Kandi is a better 3rd center than anyone we're going to pick up this year. He isnt worth the money at all, but we have to pay him anyway. It cant hurt to give him a try. If he doesnt produce this year his career is over, so hopefully he'll have a little bit of fight in him.


----------



## aquaitious (Jun 11, 2002)

BleedGreen said:


> Kandi is a better 3rd center than anyone we're going to pick up this year. He isnt worth the money at all, but we have to pay him anyway. It cant hurt to give him a try. If he doesnt produce this year his career is over, so hopefully he'll have a little bit of fight in him.
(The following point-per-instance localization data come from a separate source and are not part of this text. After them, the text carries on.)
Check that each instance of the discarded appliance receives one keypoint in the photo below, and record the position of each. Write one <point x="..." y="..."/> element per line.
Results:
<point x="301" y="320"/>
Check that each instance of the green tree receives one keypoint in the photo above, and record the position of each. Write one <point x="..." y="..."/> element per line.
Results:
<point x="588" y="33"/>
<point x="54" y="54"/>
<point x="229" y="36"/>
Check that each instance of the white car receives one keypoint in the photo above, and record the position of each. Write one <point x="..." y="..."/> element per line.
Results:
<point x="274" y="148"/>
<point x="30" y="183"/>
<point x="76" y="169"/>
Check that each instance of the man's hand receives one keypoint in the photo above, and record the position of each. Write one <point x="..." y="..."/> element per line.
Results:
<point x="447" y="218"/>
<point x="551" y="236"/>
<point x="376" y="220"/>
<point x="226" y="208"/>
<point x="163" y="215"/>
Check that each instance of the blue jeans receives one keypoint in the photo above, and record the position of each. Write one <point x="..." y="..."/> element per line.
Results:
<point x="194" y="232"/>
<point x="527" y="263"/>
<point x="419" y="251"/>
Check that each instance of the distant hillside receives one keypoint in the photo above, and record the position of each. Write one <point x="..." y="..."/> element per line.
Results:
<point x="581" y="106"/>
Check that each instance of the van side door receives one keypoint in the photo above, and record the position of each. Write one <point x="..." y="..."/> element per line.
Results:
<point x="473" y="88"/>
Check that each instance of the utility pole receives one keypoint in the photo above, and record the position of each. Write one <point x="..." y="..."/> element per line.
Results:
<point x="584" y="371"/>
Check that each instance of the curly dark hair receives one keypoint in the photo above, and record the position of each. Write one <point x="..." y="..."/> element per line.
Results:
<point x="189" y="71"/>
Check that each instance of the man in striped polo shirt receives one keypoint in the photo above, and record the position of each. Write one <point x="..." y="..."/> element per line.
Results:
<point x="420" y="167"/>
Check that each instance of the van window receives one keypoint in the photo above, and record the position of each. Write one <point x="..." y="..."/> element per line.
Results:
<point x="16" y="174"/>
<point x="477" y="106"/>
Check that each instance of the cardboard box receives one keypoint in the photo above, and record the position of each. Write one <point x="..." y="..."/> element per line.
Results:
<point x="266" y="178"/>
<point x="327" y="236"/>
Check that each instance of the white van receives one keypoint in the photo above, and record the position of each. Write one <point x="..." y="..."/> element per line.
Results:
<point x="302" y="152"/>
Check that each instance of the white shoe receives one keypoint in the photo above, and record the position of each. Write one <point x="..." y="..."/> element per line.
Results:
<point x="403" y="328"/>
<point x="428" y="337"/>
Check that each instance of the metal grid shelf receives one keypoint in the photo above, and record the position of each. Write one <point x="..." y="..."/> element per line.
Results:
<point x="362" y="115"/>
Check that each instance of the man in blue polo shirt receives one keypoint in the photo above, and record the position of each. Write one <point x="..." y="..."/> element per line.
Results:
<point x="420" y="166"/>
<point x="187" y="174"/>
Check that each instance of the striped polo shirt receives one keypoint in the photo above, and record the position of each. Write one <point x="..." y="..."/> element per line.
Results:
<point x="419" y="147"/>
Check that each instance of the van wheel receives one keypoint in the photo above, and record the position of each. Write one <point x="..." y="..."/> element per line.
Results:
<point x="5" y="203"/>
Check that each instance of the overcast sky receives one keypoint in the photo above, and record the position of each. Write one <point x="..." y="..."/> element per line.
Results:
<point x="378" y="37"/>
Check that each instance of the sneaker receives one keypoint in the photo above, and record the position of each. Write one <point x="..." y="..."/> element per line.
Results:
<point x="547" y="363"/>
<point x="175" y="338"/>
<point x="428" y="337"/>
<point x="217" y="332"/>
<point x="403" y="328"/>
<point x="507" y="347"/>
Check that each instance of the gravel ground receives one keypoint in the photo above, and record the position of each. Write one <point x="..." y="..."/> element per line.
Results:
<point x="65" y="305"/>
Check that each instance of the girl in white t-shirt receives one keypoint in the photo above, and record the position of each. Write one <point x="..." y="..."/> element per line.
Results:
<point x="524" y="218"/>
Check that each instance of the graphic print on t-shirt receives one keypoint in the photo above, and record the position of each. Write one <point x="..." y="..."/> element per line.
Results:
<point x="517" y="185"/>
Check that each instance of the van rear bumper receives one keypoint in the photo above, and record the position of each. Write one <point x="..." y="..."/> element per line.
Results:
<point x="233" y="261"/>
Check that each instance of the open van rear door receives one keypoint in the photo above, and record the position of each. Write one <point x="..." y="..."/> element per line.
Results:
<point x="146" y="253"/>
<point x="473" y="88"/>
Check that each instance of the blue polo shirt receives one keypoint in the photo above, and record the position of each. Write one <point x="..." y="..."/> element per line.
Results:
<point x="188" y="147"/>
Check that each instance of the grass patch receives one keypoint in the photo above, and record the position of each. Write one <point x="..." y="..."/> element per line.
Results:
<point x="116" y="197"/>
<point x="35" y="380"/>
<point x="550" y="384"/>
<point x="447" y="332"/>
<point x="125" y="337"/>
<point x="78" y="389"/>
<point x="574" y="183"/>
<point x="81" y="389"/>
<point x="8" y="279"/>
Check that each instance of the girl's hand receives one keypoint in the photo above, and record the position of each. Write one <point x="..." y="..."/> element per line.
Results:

If he shows up once every five games, it's not a bad investment for the C's. He'd be worth every penny, unlike this dude we signed for 15 million for.


----------



## P-Dub34 (May 19, 2005)

Honestly, how is Brian Scalabrine still in the NBA? What does he do that aquatious and I can't (besides being 6'9" with *breasts*)?


----------



## aquaitious (Jun 11, 2002)

P-Dub34 said:


> Honestly, how is Brian Scalabrine still in the NBA? What does he do that aquatious and I can't (besides being 6'9" with *tits*)?


Easy there...


----------



## E.H. Munro (Jun 22, 2004)

You're just jealous of his sexy B-Cup.


----------



## whiterhino (Jun 15, 2003)

ehmunro said:


> You're just jealous of his sexy B-Cup.


LOL ok that was a good one.


----------



## P-Dub34 (May 19, 2005)

> You're just jealous of his sexy B-Cup.


Roffle. I thought I had a nice set on me.


----------